FinTech Australia represents more than 220 financial services technology (fintech) companies across Australia and has been a long-standing advocate of an open banking framework which empowers customers and drives fintech innovation.
The working group said the first phase of Australia’s open banking regime should include:
- Both deposit and lending products (such as credit cards and mortgages)
- A 12-month implementation timeframe
- Personalised product information including interest rates and fees and charges applicable to each account
- Small-to-medium sized business and joint accounts
- A formal role for the Australian Competition and Consumer Commission to stop knee-jerk anti-competitive measures by banks
The above points largely support the outcomes of the review by King & Wood Mallesons partner Scott Farrell on open banking. In addition, FinTech Australia is also strongly advocating for the Australian Government to set a timeframe for the introduction of superannuation and insurance into our open banking regime, after the first phase.
ZipMoney chief strategy officer Tommy Mermelshtayn said recent evidence to the Royal Commission had outlined the need for an open banking regime.
“Putting the power back into a consumer’s hands to drive competition and better customer outcomes is the intention of open banking, and there is serious risk these benefits will not be achieved on day one if the rhetoric from the big banks wins out,” Mr Mermelshtayn said.
“One way that open banking can reduce consumer harm is through both deposit and lending products being part of the first phase of open banking, to help with responsible lending.
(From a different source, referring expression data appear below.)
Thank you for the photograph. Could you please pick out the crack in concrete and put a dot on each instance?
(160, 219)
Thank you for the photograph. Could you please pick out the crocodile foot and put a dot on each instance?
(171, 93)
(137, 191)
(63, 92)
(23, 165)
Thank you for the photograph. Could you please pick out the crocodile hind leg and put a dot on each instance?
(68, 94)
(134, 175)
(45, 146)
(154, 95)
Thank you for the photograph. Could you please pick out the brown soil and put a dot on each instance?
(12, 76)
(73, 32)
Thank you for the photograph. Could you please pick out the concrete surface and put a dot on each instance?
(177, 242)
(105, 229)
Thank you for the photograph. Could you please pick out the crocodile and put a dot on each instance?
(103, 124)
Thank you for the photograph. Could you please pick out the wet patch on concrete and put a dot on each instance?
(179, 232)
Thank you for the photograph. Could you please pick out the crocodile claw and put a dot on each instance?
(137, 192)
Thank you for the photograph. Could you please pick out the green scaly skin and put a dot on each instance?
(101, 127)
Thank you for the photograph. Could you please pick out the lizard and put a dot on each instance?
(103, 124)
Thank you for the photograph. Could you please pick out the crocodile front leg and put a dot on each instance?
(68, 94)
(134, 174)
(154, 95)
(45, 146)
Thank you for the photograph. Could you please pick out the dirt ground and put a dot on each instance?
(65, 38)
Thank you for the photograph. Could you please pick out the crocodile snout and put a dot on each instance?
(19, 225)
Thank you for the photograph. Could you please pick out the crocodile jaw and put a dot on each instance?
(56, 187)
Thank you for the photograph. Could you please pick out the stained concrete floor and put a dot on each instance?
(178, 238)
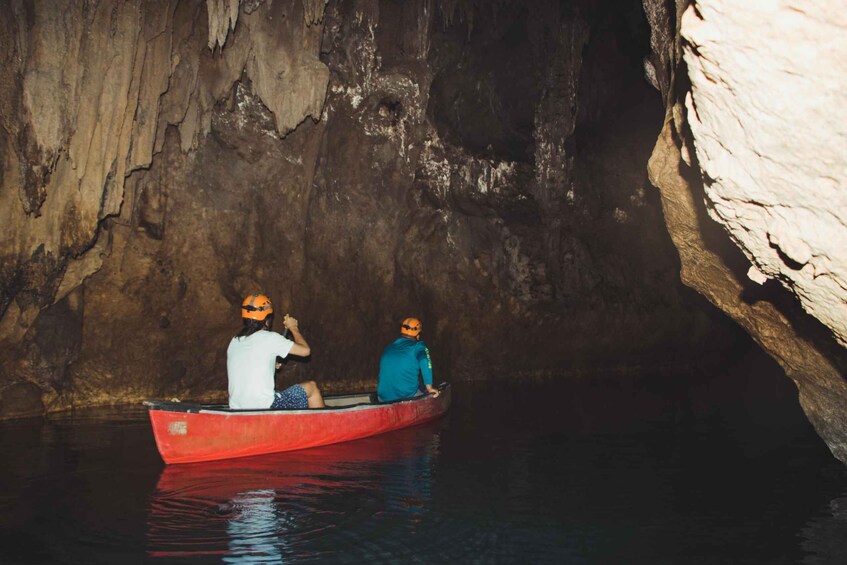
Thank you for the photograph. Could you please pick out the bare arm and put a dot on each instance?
(301, 347)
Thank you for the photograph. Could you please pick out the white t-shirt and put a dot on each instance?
(250, 365)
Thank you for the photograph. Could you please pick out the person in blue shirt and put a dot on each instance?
(404, 365)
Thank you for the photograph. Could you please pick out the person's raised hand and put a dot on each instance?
(290, 323)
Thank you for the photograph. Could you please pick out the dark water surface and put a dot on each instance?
(706, 469)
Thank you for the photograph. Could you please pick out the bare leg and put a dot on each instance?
(313, 394)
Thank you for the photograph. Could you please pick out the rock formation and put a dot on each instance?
(756, 124)
(482, 165)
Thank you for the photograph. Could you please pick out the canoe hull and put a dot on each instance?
(187, 435)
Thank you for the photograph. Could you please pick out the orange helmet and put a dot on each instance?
(410, 327)
(256, 307)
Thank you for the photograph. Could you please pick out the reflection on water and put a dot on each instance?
(257, 509)
(694, 469)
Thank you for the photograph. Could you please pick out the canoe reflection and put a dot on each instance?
(273, 507)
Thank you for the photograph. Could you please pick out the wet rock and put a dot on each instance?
(20, 400)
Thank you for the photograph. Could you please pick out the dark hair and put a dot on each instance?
(252, 326)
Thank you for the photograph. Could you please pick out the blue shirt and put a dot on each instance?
(401, 364)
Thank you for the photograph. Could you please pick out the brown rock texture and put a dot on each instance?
(749, 189)
(482, 166)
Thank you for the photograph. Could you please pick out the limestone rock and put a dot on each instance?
(768, 88)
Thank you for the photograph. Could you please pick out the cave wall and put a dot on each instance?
(481, 167)
(750, 166)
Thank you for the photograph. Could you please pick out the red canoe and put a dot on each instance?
(189, 433)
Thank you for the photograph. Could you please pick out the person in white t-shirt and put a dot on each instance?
(251, 361)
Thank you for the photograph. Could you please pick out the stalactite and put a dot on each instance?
(313, 11)
(223, 15)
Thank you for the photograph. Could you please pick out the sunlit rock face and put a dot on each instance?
(751, 169)
(481, 168)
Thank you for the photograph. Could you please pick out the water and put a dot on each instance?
(720, 469)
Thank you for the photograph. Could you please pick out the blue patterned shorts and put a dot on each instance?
(292, 398)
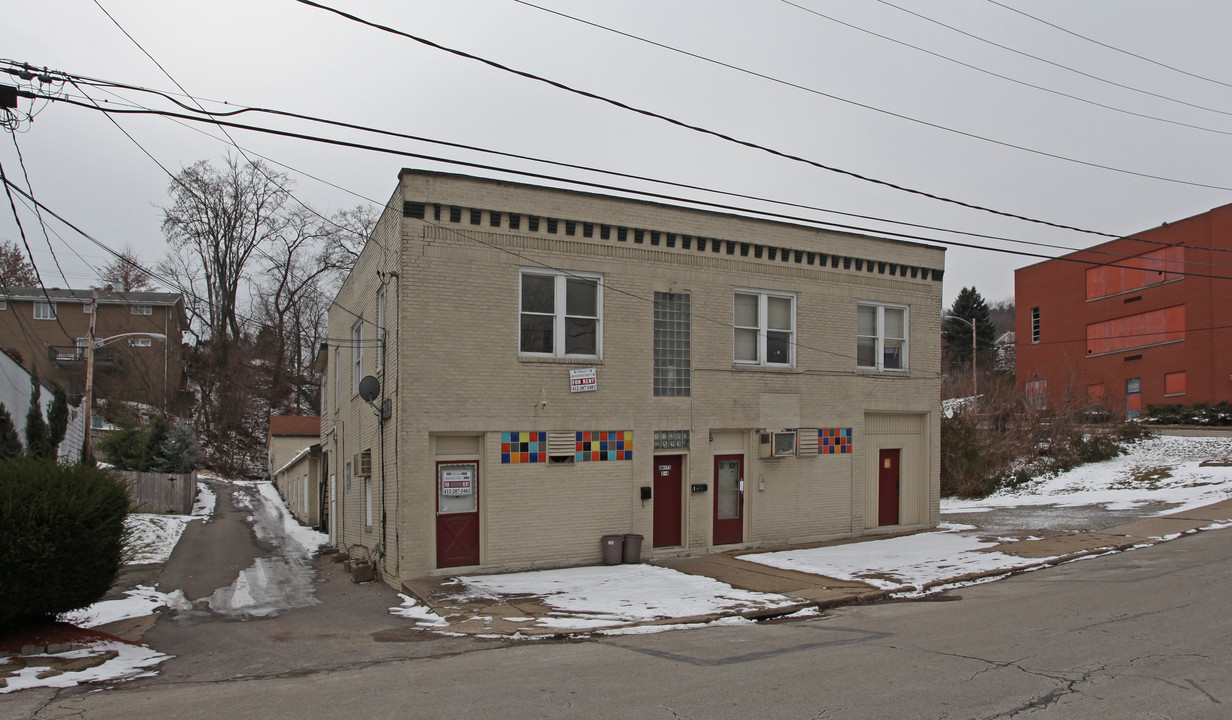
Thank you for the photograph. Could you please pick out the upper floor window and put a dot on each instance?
(881, 337)
(765, 328)
(561, 315)
(672, 344)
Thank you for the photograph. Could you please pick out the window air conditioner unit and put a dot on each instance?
(776, 444)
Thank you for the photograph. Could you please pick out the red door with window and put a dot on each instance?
(668, 503)
(457, 514)
(887, 487)
(728, 499)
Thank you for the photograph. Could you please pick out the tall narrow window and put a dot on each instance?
(356, 354)
(765, 328)
(672, 358)
(561, 315)
(881, 337)
(381, 334)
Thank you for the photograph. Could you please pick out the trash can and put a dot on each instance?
(612, 546)
(632, 548)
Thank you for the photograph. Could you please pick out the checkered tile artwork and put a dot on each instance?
(833, 440)
(604, 445)
(522, 448)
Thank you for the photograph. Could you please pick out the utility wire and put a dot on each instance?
(1122, 51)
(685, 125)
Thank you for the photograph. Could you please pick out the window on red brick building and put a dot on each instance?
(1136, 331)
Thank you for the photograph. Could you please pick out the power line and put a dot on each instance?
(1025, 54)
(1122, 51)
(685, 125)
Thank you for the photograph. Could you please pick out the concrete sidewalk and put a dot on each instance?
(518, 614)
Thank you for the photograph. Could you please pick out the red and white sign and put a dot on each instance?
(583, 380)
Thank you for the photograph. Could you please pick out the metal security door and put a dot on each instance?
(1132, 397)
(457, 514)
(668, 503)
(887, 487)
(728, 499)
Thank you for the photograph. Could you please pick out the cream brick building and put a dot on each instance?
(555, 366)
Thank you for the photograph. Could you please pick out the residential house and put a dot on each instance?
(1131, 322)
(515, 371)
(47, 331)
(295, 465)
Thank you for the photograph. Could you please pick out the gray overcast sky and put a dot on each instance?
(287, 56)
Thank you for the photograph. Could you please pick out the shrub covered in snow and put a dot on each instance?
(62, 529)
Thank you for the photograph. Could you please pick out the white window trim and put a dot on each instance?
(880, 349)
(763, 327)
(356, 355)
(559, 315)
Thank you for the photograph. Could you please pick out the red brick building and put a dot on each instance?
(1132, 322)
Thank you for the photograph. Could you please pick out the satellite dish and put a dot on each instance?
(370, 388)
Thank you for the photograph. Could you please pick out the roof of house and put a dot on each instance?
(105, 296)
(301, 425)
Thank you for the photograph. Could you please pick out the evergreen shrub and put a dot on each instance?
(62, 529)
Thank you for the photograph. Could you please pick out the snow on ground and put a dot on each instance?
(587, 598)
(911, 561)
(1162, 472)
(282, 581)
(116, 661)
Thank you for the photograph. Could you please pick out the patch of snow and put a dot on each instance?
(143, 601)
(896, 562)
(131, 661)
(596, 597)
(418, 612)
(152, 538)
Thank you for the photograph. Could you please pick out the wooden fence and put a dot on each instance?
(162, 492)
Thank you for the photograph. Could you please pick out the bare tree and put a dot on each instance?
(15, 269)
(127, 273)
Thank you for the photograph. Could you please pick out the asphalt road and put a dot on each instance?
(1140, 634)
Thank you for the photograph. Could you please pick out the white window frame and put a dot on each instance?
(880, 337)
(763, 328)
(356, 355)
(381, 333)
(559, 316)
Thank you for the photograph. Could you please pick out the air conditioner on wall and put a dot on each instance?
(776, 444)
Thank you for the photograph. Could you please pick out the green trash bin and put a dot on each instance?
(612, 546)
(632, 548)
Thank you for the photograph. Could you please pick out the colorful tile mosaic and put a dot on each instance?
(522, 448)
(589, 446)
(604, 445)
(833, 440)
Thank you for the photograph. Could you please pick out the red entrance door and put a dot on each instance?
(668, 504)
(887, 487)
(457, 514)
(728, 499)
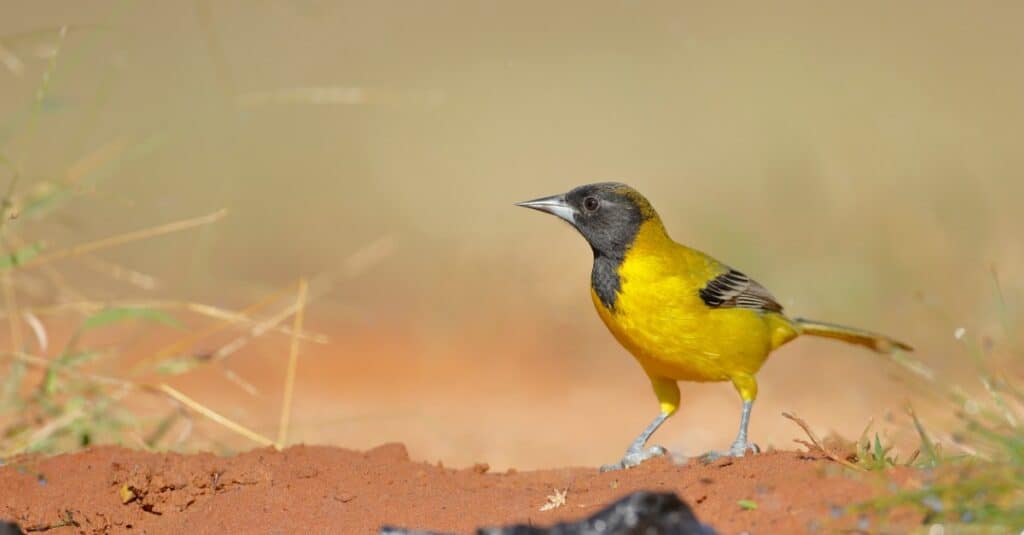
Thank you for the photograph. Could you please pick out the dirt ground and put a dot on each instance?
(330, 490)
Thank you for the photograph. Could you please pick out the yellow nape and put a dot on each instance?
(659, 317)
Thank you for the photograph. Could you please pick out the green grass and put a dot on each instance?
(980, 487)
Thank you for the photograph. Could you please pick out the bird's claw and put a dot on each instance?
(738, 449)
(634, 457)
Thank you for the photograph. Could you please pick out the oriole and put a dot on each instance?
(683, 315)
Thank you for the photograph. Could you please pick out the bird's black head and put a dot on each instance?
(607, 214)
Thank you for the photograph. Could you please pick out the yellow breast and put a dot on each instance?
(658, 315)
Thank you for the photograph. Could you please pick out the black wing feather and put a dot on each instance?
(735, 290)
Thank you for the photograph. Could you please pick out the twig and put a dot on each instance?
(293, 355)
(122, 239)
(815, 444)
(213, 415)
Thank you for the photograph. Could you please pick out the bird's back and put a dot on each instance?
(667, 323)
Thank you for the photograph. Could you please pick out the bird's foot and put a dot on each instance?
(634, 456)
(738, 449)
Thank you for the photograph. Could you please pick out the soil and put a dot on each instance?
(307, 489)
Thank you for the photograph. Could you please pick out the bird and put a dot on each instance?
(683, 315)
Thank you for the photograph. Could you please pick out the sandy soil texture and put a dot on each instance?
(330, 490)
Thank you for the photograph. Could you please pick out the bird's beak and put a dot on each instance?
(554, 205)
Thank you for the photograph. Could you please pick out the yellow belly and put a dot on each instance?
(660, 319)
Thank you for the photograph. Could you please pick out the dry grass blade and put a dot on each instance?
(122, 274)
(122, 239)
(293, 357)
(184, 342)
(815, 445)
(214, 416)
(209, 311)
(13, 320)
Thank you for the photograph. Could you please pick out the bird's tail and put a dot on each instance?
(879, 342)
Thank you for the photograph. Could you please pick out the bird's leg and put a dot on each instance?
(748, 388)
(636, 452)
(740, 446)
(667, 392)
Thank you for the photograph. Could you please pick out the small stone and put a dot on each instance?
(127, 494)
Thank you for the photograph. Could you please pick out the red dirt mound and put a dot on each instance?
(308, 489)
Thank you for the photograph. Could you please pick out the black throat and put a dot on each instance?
(604, 279)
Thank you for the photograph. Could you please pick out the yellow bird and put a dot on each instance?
(683, 315)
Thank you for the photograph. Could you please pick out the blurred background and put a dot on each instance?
(861, 160)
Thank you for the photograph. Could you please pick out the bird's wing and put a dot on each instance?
(735, 290)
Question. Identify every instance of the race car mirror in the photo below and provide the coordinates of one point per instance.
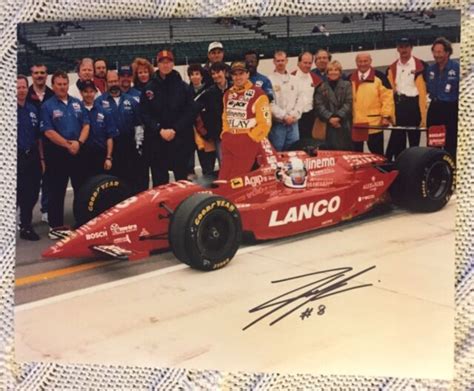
(360, 132)
(436, 136)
“The Royal Commission has heard evidence of mis-selling and fraud within the mortgage application process with the outcome that responsible lending practices were not followed.
“Making deposit and lending products travel together will give lenders greater access to precise information about a potential customer’s savings, spending and income, while at the same time accessing information about a customer’s lending exposure and payments.
“This will help drive a strong data platform to underpin responsible lending.”
Peter Lalor, CEO of personal financial assistance fintech company MoneyBrilliant, said including lending products at the first stage would also help people to get a better deal on their credit card, personal loans and mortgages.
“The Australian Competition and Consumer Commission stated in an interim report in March that price competition between major banks in the $1.6 trillion home loan market had been ‘less than vigorous’,” Mr Lalor said.
“Meanwhile, the Australian Securities and Investments Commission estimates that Australians owe $32 billion on their credit cards, with the average card holder paying around $700 in interest per year if their interest rate is between 15 to 20 per cent.
“Open banking can help customers compare products and ultimately switch to better deals.
“Banks are trying to delay the introduction of lending products into an open banking regime, simply because these are the most lucrative areas of their business and because switching is easiest in credit cards and mortgages.”
Mr Lalor said that the Farrell review’s proposed timeframes for the implementation of open banking were appropriate.
“The Farrell review carefully considered implementation timeframes and came to the conclusion that 12-months was achievable,” Mr Lalor said.
“This included a consideration that Australia’s implementation would have the benefit of learnings from the UK open data experience and the fact that our proposed open banking regime, at this stage, will be limited to ‘read only’ data access.
“What’s more, some banks – like Macquarie and NAB – have already developed application programming interfaces to create the open banking experience.
“Australia has among the smartest brains in the world to develop a safe, seamless and secure open banking platform that puts customers first.
“We urge the Australian Government to hold the line and put Australia in a world-leading position with its open banking regime.”